Depending on which trade is involved building codes may or may not require building permits, inspections, and licensed tradesmen completing or overseeing the work. Other than minor repairs, plumbing work requires these things. Code requirements may vary by location but they are becoming more standardized all the time.

The National Plumbing Code

This code applies in a general fashion across the entire country. Beyond that and at a more granular level are the local codes, which have a tendency to be more stringent. A few things that are commonly addressed are:

  • Use of a full-bore ball or gate valve. On remodels this may mean replacing an existing globe shutoff valve to make sure you have adequate water pressure.

  • Specified distance between plumbing fixtures. This may require some creative planning is small bathrooms.

  • Plumbing installation shall not weaken the structure of the building. Occasionally a plumber may cut into a wall stud or a ceiling joist. The inspector will call for a do-over for this violation.

  • The proper pipe sizes must be used. This applies to drains, vents, and supply lines.

  • The proper pipe materials must be used. Depending on application this may be copper, PVC, PEX tubing, etc.

The International Plumbing Code (IPC)

The IPC is a subset of the ICC’s family of building codes (I-Codes). It is not designed to be comprehensive but to outline the minimum regulations required for plumbing systems and components in order to protect human life, the health and safety of the building’s occupants and the general public. Some of the key topics covered are:

  • Traps, grease interceptors and separators. As you might expect, these have mostly commercial applications (restaurants, etc).

  • Water supply and distribution piping. These are likely to apply to municipal, commercial and residential applications.

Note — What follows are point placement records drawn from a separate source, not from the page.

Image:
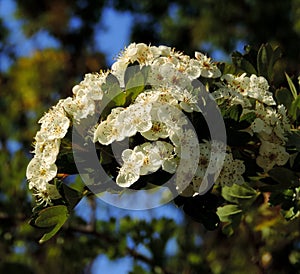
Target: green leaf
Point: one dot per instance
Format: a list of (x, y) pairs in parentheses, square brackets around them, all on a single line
[(135, 80), (285, 177), (52, 217), (266, 58), (284, 97), (294, 140), (231, 215), (227, 213), (239, 194), (242, 63), (292, 86), (234, 112), (295, 107), (263, 60)]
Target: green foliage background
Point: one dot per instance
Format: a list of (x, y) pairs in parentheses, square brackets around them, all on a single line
[(263, 242)]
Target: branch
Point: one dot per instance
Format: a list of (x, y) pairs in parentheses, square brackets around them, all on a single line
[(89, 230)]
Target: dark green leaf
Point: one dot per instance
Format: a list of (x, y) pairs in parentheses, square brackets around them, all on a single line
[(293, 89), (51, 217)]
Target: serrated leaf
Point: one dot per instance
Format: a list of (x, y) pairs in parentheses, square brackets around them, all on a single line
[(71, 195), (295, 107), (51, 217), (285, 177), (227, 213), (284, 97), (294, 139), (263, 60), (239, 194), (234, 112), (248, 117)]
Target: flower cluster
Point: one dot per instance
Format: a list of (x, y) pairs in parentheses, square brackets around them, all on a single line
[(161, 115)]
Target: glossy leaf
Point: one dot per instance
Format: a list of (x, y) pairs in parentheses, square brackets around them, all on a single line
[(53, 218)]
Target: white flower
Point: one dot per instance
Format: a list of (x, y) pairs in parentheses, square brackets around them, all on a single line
[(271, 125), (188, 100), (152, 160), (259, 89), (45, 193), (135, 118), (166, 152), (271, 154), (90, 86)]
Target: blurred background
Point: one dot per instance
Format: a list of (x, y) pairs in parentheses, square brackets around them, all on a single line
[(46, 47)]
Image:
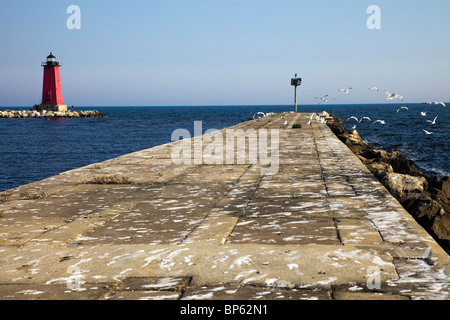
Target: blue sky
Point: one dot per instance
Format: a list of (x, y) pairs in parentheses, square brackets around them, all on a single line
[(225, 52)]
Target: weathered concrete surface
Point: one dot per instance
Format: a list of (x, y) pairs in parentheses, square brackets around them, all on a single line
[(143, 227)]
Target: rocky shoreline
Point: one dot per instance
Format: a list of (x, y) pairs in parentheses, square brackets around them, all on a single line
[(50, 114), (426, 198)]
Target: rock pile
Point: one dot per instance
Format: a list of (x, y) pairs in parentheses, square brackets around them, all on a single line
[(50, 114), (426, 198)]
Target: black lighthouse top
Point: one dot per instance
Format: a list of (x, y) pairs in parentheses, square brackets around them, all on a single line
[(51, 61)]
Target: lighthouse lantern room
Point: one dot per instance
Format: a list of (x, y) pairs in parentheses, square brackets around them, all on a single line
[(51, 89)]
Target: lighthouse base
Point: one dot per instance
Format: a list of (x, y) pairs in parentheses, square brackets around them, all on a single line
[(43, 107)]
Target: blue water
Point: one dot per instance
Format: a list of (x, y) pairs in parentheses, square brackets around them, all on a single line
[(34, 149)]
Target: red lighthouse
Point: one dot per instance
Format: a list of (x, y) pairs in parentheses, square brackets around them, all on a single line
[(51, 89)]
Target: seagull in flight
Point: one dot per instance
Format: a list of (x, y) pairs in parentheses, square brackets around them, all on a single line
[(346, 91), (433, 122), (392, 96), (404, 107)]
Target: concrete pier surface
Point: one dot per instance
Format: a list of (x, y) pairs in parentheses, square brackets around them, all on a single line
[(314, 224)]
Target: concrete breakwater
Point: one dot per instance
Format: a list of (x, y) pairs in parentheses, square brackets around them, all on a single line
[(50, 114)]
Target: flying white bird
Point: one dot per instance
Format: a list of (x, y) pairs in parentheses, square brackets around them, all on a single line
[(434, 121), (440, 103), (345, 90), (392, 96), (367, 118), (404, 107), (259, 115), (354, 118)]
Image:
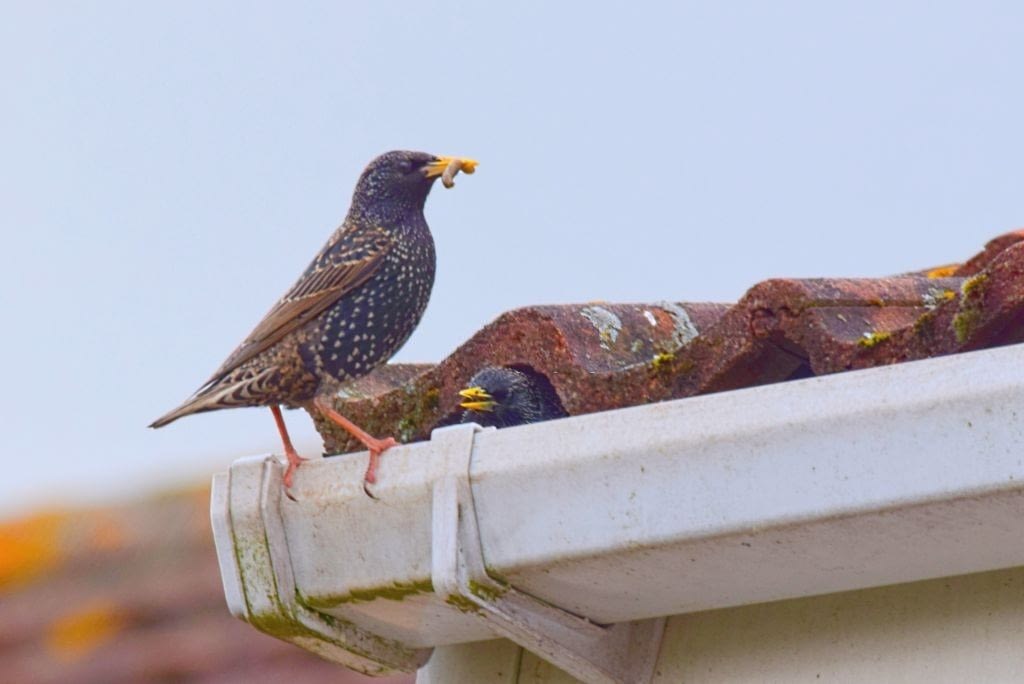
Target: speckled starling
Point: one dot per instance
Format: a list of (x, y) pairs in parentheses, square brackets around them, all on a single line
[(349, 311), (502, 396)]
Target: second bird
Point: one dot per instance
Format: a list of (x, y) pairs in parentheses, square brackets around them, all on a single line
[(350, 310)]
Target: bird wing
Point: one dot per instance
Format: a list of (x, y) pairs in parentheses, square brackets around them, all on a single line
[(347, 261)]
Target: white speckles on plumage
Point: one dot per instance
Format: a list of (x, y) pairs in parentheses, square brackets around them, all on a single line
[(375, 273)]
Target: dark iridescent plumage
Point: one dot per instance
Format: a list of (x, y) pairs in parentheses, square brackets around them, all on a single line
[(502, 396), (352, 307)]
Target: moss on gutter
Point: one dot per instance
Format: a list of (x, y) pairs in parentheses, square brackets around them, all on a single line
[(397, 591), (462, 603)]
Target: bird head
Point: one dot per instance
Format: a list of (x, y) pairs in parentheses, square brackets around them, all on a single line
[(506, 396), (403, 177)]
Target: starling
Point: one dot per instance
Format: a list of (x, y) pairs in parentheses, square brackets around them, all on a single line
[(505, 396), (349, 311)]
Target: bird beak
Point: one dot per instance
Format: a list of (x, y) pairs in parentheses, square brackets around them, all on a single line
[(437, 167), (476, 399)]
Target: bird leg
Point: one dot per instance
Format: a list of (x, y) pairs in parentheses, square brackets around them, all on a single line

  • Backflow prevention. This is simply an in-line device that is employed to isolate the potable (drinkable) water supply from contaminates and pollution due to backflow.

  • Water heaters.

  • Non-potable water systems. These include reclaimed water, gray water and rainwater. One popular application today involving rainwater rainwater harvesting for irrigation.

  • Fittings and fixtures. More and more emphasis is being put on water conservation; think low-flow toilets.

  • Storm drainage. This is largely a municipal responsibility.

  • Sanitary drainage and venting. Venting usually refers to “stink pipes” that exit the roof of a structure.

Who Follows the IPC Guidelines and Why?

As these guidelines become more and more standardized, they are attracting more and more followers. Currently it has been adopted on both the state and/or local level in 35 U.S. states. In addition to these states, Washington DC, Puerto Rico and Guam are onboard. Why are the guidelines so attractive?

  • They are easy to use. All the I-Codes follow the same format. Learn one and you can follow them all which reduces training, improves productivity, etc..

  • An efficient code development process. The IPC is reviewed and revised on a 3-year cycle by a diverse panel of experts.

  • It stays at the forefront of new technology. Being an often-revised code it stays abreast of emerging technology focused on protecting health and safety while at the same time addressing environmental concerns.

  • It maintains a focus on safety and sanitation. Safe and sanitary plumbing installations are more reliable and dependable.